Fin whale (Balaenoptera physalus)
In the 1700s, whales were a common sight from New York’s ports and harbors. Then whales were over hunted, and boat traffic increased, and they became less frequent. Now whale populations are bouncing back, and New Yorkers can take whale watching tours that depart from the Rockaways or from New York Harbor to see them up close. Humpback whales are the most common, but if you are patient enough, you could catch a glimpse of the elusive Fin whale, or Finback whale. It’s the second largest whale species on Earth, but they’re endangered and they move fast, so they’re typically only spotted a few times per year. But if you do see one, it’s worth it—as one New York Times writer notes, there’s nothing that quite describes seeing a whale so close to the city.
Little Brown Bat (Myotis lucifugus)
Summer in New York City means hanging out in Central Park, maybe enjoying a free concert or movie. If you pay attention, just as it’s getting dark, you can see something with about a nine-inch wingspan flapping about erratically. Those are probably little brown bats, one of the city’s nine species of bats. What’s surprising is that each little brown bat can eat 1,000 mosquitoes an hour. It’s not an easy time to be a bat—white nose syndrome has wiped out many bat populations across the country. Luckily, it hasn’t yet come to New York City. In fact, some bat-watchers claim that the number of bats in the city’s parks has in fact increased in recent years. That’s a good thing if you don’t like getting bitten by mosquitoes.
Red Fox (Vulpes vulpes)
These foxes’ distinctive red coat and black paws aren’t uncommon—red foxes are the most widely distributed carnivore in the world, according to the New York State Department of Environmental Conservation.

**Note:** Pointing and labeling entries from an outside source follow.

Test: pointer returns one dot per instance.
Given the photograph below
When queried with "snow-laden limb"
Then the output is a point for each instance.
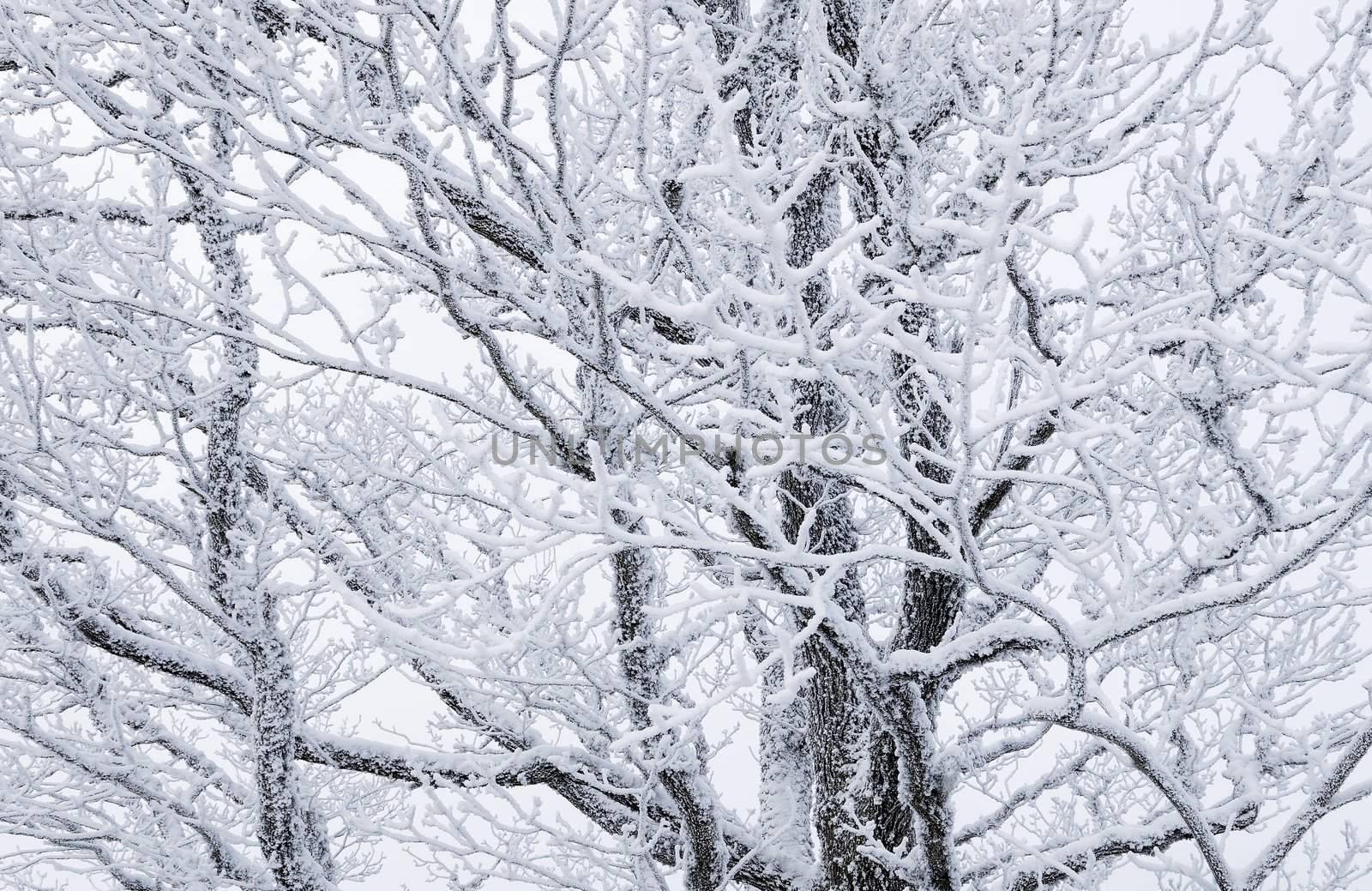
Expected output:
(837, 447)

But despite this, they aren’t common to spot in New York City. The red fox is nocturnal—a tough life in the city that never sleeps—and prefer to spend most of their time in the open, which is no easy feat with so many humans around. They can only be found in the most isolated places in the city. One of our editors spotted one in Tompkins Square Park, and a website claims that another was found in the New York Botanical Gardens.